Us readers coming from the last few issues in this story are privy to an important piece of information that the other characters don’t have. Jurgens uses dramatic irony to perfection here. It frustrates us knowing what’s going on, but seeing the other characters stumble to reach that conclusion. It’s elating to see them finally reach the level of knowledge we have. Once they do, they’re hit with the full gravity of the situation, making it even tenser for the reader.
Jurgens does a great job with the dual narrative of the story in what’s going on with Batman and Terry. When one scene ends with Batman, the next scene with Terry picks up. Towards the middle of the issue, there’s a page of Terry out of costume perfectly balancing Batman’s scenes surrounding it. Leonardi’s art here really stands out, with some of the most detailed close-up shots of an old Bruce Wayne’s scowl that we’ve seen in this run. In one scene where Terry and Bruce get into an argument, the art is what sells the scene for me. Terry’s facial expressions switch from offended to annoyed, whereas Bruce keeps the same scowl. Leonardi draws his scowls from different angles, and they make the scene even more dynamic.
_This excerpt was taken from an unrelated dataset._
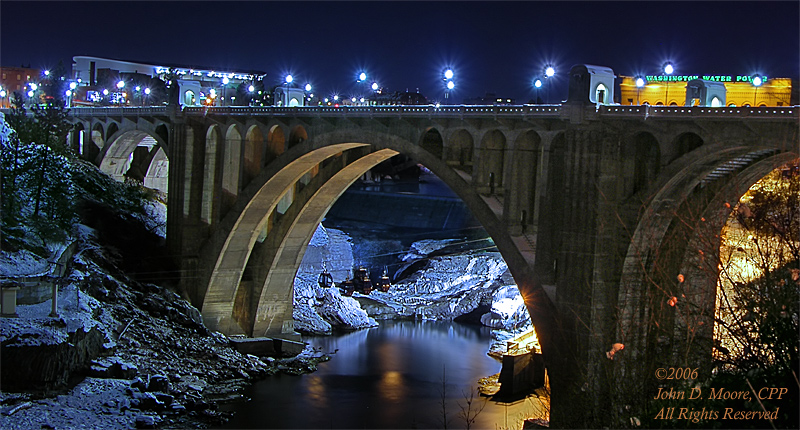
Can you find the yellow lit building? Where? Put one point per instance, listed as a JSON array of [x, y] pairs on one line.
[[739, 90]]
Duality is a really important theme in this story line, as one of the main villains of the story is a speedster that can split into two, appropriately named The Splitt. The speedster is collecting parts and robbing places, but the two halves of him have slightly different ideals. One side doesn’t want to hurt anyone, but the other side is fine with injuring or killing anyone who interrupts. Once again Jurgens and Leonardi work together to paint a picture of duality. Majority of the panels this issue only focus on 2 characters, with a few exceptions. Panels with Batman and The Splitt are drawn in a way where Batman is standing nearly in the center of the panel with both Splitts on either side of him. It creates this image of Batman being the barrier that divides the two Splitts and it looks phenomenal.
The issue ends with a two for one gut-punch ending that has me intrigued about where the book is going to go next. Jurgens is setting up this amazing future of the DCU and without other books taking place at the same time, there’s no trying to wonder where this takes place in continuity as is the problem with some of the other Batman titles. The advantage of this title is the fact that it’s a self-contained book and it makes it new reader-friendly.
Batman Beyond #34
Batman Beyond #34 is another strong issue in a solid run.